Through my rough times and dark times in this life, when I feel there is not a thing to me, and I feel empty, I try to believe that - like planet earth we will eventually repair ourselves too with enough time. I’m a fan of Anthony Bourdain, who has recently killed himself. This made me feel terribly sad. A man who made massive amounts of connections with human beings through the most simple, essential and soul fulfilling part of life - through food. He travelled more than most people could ever in a life time. He had an appreciation towards life to a certain extent, but depression is rough and dark, it’s a black hole powered by sickening thoughts and it’s hard to get out of.
I’ve come across a lot of people, most of which have always been a pleasure to meet. I never seem to have terrible interactions with people, but in my twenties I find that I’m learning more about how to strongly navigate myself in this world, yet on the contrary I am still slightly confused on how to navigate myself in this world.
I’ve spent over a year and a half being committed to a person who was in a relationship and believing that she wanted me. This is partially my own fault. I regret this part of my life a lot.
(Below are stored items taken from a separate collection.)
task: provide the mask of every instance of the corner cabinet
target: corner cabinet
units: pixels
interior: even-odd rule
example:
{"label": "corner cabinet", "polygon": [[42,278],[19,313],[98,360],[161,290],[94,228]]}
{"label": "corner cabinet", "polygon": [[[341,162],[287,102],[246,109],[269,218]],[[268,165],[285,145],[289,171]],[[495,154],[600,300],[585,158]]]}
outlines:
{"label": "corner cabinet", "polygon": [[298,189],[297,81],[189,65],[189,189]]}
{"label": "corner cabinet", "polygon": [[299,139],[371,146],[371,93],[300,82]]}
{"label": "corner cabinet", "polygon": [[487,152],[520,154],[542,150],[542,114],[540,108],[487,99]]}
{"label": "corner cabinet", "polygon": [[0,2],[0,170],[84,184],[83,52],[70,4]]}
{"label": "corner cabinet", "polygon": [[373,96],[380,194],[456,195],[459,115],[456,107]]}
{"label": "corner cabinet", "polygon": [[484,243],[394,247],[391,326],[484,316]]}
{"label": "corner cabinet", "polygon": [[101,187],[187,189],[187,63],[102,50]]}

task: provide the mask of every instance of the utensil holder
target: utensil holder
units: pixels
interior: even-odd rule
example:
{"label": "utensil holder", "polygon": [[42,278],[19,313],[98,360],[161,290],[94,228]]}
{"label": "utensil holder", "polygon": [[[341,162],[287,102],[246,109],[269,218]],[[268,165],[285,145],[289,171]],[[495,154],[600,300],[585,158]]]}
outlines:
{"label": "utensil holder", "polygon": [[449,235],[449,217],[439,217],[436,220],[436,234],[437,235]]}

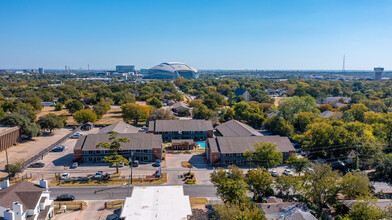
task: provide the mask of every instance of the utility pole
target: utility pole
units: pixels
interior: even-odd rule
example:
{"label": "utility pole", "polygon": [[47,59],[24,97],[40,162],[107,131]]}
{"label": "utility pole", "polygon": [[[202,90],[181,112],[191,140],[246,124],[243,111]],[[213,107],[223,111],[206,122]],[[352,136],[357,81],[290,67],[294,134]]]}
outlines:
{"label": "utility pole", "polygon": [[133,152],[132,152],[132,150],[131,150],[131,184],[132,184],[132,182],[133,182],[132,168],[133,168]]}
{"label": "utility pole", "polygon": [[8,151],[7,148],[5,148],[5,157],[7,158],[7,173],[8,173],[8,179],[10,179],[10,165],[8,163]]}
{"label": "utility pole", "polygon": [[129,197],[129,189],[130,189],[129,181],[130,181],[130,179],[131,179],[131,176],[128,176],[128,195],[127,195],[127,197]]}

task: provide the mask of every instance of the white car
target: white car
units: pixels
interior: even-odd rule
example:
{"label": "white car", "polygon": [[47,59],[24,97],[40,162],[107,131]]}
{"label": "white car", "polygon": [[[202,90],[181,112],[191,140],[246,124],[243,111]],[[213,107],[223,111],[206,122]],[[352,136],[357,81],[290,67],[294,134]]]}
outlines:
{"label": "white car", "polygon": [[75,133],[75,134],[73,134],[73,135],[71,135],[71,139],[78,139],[80,136],[83,136],[83,134],[82,133]]}
{"label": "white car", "polygon": [[63,173],[60,177],[60,180],[66,180],[69,178],[69,173]]}
{"label": "white car", "polygon": [[289,170],[289,169],[285,169],[285,170],[283,171],[283,174],[286,175],[286,176],[292,176],[292,175],[293,175],[293,171],[291,171],[291,170]]}

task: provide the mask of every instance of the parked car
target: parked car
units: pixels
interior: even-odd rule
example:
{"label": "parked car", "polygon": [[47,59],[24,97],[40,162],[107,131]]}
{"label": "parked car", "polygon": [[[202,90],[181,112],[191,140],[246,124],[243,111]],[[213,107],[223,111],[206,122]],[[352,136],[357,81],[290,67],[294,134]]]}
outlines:
{"label": "parked car", "polygon": [[285,169],[285,170],[283,171],[283,174],[286,175],[286,176],[292,176],[292,175],[293,175],[293,171],[291,171],[291,170],[289,170],[289,169]]}
{"label": "parked car", "polygon": [[73,201],[73,200],[75,200],[75,196],[70,195],[70,194],[62,194],[62,195],[58,195],[56,200],[57,201]]}
{"label": "parked car", "polygon": [[29,167],[34,167],[34,168],[41,168],[44,166],[45,166],[45,163],[33,163],[33,164],[29,165]]}
{"label": "parked car", "polygon": [[138,167],[139,166],[139,161],[138,160],[134,160],[132,162],[132,160],[131,160],[131,161],[129,161],[129,165],[133,166],[133,167]]}
{"label": "parked car", "polygon": [[71,138],[71,139],[78,139],[80,136],[83,136],[83,134],[82,134],[82,133],[79,133],[79,132],[77,132],[77,133],[75,133],[75,134],[71,135],[71,137],[69,137],[69,138]]}
{"label": "parked car", "polygon": [[69,178],[69,173],[63,173],[60,177],[60,180],[66,180]]}
{"label": "parked car", "polygon": [[78,166],[79,166],[78,162],[74,162],[74,163],[72,163],[71,168],[75,169]]}
{"label": "parked car", "polygon": [[64,145],[57,145],[54,147],[51,151],[52,152],[63,152],[65,149],[67,149],[67,146]]}
{"label": "parked car", "polygon": [[93,176],[93,179],[95,179],[95,180],[102,179],[102,174],[103,174],[103,171],[96,172],[95,175]]}
{"label": "parked car", "polygon": [[156,160],[155,163],[152,166],[153,167],[160,167],[161,166],[161,160]]}
{"label": "parked car", "polygon": [[276,172],[275,170],[271,170],[270,171],[271,176],[276,177],[278,176],[278,172]]}

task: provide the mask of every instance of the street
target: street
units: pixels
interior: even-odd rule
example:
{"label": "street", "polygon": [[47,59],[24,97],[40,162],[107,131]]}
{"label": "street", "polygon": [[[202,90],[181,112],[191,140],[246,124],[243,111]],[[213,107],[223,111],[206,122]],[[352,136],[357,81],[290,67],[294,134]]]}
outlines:
{"label": "street", "polygon": [[[136,185],[137,187],[149,187],[156,185]],[[132,195],[130,187],[130,195]],[[82,186],[82,187],[51,187],[51,197],[55,199],[60,194],[71,194],[76,200],[113,200],[125,199],[128,194],[128,186]],[[190,197],[216,197],[216,189],[213,185],[184,185],[184,195]]]}

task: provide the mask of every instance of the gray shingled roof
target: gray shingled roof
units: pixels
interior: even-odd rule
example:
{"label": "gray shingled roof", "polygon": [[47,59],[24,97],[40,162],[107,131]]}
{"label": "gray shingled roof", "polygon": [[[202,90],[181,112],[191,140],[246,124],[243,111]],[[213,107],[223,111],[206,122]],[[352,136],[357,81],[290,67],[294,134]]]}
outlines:
{"label": "gray shingled roof", "polygon": [[[289,138],[281,136],[249,136],[249,137],[217,137],[208,139],[212,152],[214,145],[219,152],[226,153],[243,153],[247,149],[254,150],[254,144],[258,142],[270,142],[276,144],[276,150],[280,152],[295,151]],[[216,143],[213,143],[216,141]],[[212,143],[211,143],[212,142]],[[213,146],[213,147],[212,147]]]}
{"label": "gray shingled roof", "polygon": [[173,104],[173,109],[190,109],[189,106],[183,102],[176,102]]}
{"label": "gray shingled roof", "polygon": [[148,131],[212,131],[210,120],[156,120],[150,121]]}
{"label": "gray shingled roof", "polygon": [[241,123],[237,120],[230,120],[216,127],[216,130],[222,136],[229,137],[246,137],[246,136],[263,136],[249,125]]}
{"label": "gray shingled roof", "polygon": [[138,133],[139,128],[127,124],[125,122],[119,121],[98,131],[98,134],[109,134],[110,132],[114,131],[116,133]]}
{"label": "gray shingled roof", "polygon": [[[76,150],[102,150],[96,146],[99,142],[108,142],[110,134],[89,134],[82,136],[76,142]],[[117,134],[117,138],[126,137],[128,143],[121,143],[123,150],[145,150],[162,147],[162,136],[147,133]]]}
{"label": "gray shingled roof", "polygon": [[46,189],[34,183],[22,181],[0,190],[0,206],[12,209],[12,203],[19,201],[24,210],[34,209]]}
{"label": "gray shingled roof", "polygon": [[305,203],[262,203],[260,207],[268,219],[317,220]]}

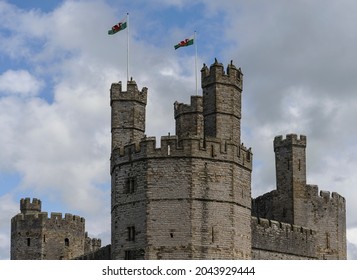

I was a void filler, and it makes me feel significantly sick when I think of it, which I try to stray away from the thoughts of that as much as I possibly can but my mind obsesses about it, trying to find understanding and answers to it. I have the understanding and answers to it, but my mind doesn’t seem to drop it. I was demeaned at the end of it all, and made to feel like I wasn’t anything. I know I am something, but sometimes I feel less.
I’m a human being who means what they say and I say what I mean. I always have, but people will use you and say false things to you because being alone is significantly terrifying to some. I never navigated myself in this world by using an individual because I didn’t want to be alone. I never had an x,y and z lined up Incase the relation I was in- wasn’t going to work out. I always wanted to do the right thing by people, but I’ve wronged myself. I learned the harshness of the world and the negatives of being selfless. I’ve grown a bit colder, and my concerns have shifted. I often wonder is there any true significance in anyone? Or is everyone just the same? Is that internal feeling you get in your chest when you feel feelings for someone absolutely just a false thing in life? I’m going to say, as far as I now know, yes, that feeling is false.
I recently just entered into my first real relationship, and it’s with a guy. This was a big surprise to me, I met him at my second favorite local park, we’ve been seeing each other now for two months, and nobody has ever respected me like he does. It has made me both happy and sad.
I still have a rough time forgiving myself for putting myself through all the self sabotage and I’m trying to heal by taking on healthier mentalities. Keep moving it forward. Letting people go, and learning not to feel so bad about kicking people out of my life who never belonged, because even though it feels wrong, it’s not necessarily wrong.
At 24, nobody is going to recognize your pain or your tears but they will see your mistakes, so tell them to take a fucking hike. The most important person in your world is you, try and smile as much as possible and keep sharing your gift of life to the people who matter the most as much as you can.